The PG&E facility sits adjacent to the Vistra Moss Landing Energy Storage Facility. The Vistra facility caught fire Jan. 16 and sent a plume of smoke into the atmosphere, leading to the evacuation of up to 1,500 people.
It was the fourth fire at the joint facility in four years. In 2022, a fire occurred at PG&E's Elkhorn Facility, which contained 256 Tesla megapack batteries.
On Jan. 22, the week following the Vistra fire, the board issued a letter to both Vistra and PG&E requesting that both facilities be taken offline and not be 'reconnected' to the grid until the cause of the Vistra fire, as well as a previous fire at the PG&E facility are determined and appropriately addressed.
"In addition, the board of supervisors request that vista and PG&E expediently develop emergency response plans for review by the county and other affected agencies based on a 'catastrophic, worst-case scenario' defined as a 'full conflagration' of the facilities," the letter said.
In a Friday statement the county said the emergency action plan has not been finalized and remains under review.

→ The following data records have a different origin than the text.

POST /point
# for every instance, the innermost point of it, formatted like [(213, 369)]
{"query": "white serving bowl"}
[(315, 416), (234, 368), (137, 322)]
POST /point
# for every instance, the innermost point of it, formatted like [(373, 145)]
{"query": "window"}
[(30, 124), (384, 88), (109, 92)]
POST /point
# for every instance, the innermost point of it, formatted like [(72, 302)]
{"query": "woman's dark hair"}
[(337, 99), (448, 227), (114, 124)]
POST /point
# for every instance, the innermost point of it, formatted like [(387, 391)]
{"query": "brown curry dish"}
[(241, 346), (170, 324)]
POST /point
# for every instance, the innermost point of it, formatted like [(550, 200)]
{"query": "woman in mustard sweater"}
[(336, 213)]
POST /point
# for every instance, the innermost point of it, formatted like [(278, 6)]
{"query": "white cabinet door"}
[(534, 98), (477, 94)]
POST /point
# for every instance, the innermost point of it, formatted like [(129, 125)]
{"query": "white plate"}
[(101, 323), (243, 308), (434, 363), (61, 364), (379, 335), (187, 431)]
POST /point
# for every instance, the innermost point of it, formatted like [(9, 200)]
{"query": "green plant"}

"At this time, the county feels it is prudent to encourage PG&E to delay reactivation and continue to engage in additional open, transparent, dialogue with county officials, first responders, and the residents we collectively serve," the statement said.
In their May 7 letter to the board of supervisors requesting to go back online, PG&E said that Tesla determined the 2022 fire was caused by water leaking into one of the megapacks, and they have since remedied that by installing software that automatically removes energy from batteries when alarms are detected.
The letter said PG&E has updated its Emergency Action Plan and Pre-Fire Plan and has taken other actions including conducting emergency response training, creating an air dispersion model, installing a continuous air monitoring system and creating a FEMA-certified Incident Management Team.
County spokesperson Maia Carroll said Monday that the county has received updated emergency action plans from both Vistra and PG&E, but they have only begun to evaluate them.